As far as gameplay goes, the ability to teleport around a level is extremely fun and cool. This feature makes for some really interesting puzzles!

On the technical/usability side of things, the cloud storage feature I added recently via the social gaming SDK Swarm is extremely cool. Your scores follow you from device to device and are able to survive totally uninstalling the app. You don't need to worry about backing things up -- it's all handled automatically, behind the scenes.

Anything you'd do differently?

I'd do my art assets differently. I solicited several different artists that I discovered on the Indiegamer.com forum. I opted for a guy that was willing to piece-meal things, but unfortunately he wasn't able to provide me with a cohesive art design. He was a good artist, but didn't have the investment in the project that I needed. I ended up having to toss 90 percent of the stuff I paid him to do and had to come up with art assets on my own.

Why develop independently, rather than work for an established company?

Working on game development for me is a labor of love. As an indie, you get to learn all facets of the business, from design, programming, sound effects and artwork to PR, accounting and general project management. With an established company, you're restricted to a more limited role.

How is it handling all of those new roles you've taken on in developing DB42?

It's been extremely time consuming! When I'm not at my day job, I'm working on something related to the game. As the game designer, of course, you worry about whether the gameplay will appeal to anyone besides yourself. As the art director, you want to come up with something that looks cool and makes people want to play your game. As sound designer, you want the effect to be just right but not overwhelm the player with noise. As web designer, you want to develop something that showcases your game and gives players a place to congregate. As PR person, you need to make contacts to help promote your game and let people know it's out there.

I started off just wanting to make a game that I enjoy and hope other people will have fun playing. With all of the other roles you have to take on, it's morphed into a lot more than what I realized it would be.

Do you see yourself as part of a larger indie movement?

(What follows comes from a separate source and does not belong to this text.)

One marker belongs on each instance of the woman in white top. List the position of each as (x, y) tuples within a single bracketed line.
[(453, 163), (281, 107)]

Android is a nice development platform. With relatively low start-up costs, anyone with an Android based phone or tablet, a computer and some dedication can pull this off. That's the very definition of indie, right? So, yeah, I do see myself as part of the indie movement.

What's next?

There were a bunch of ideas as I was developing this that either didn't make it into the game or just simply didn't fit in. I'm either going to look at doing a sequel or start developing a new concept. I haven't quite decided which direction to go. It all depends on how well the game does in the market and if there is any interest for more.



DB42 is available now on the Android market in diet and full form. Go ahead; splurge a little.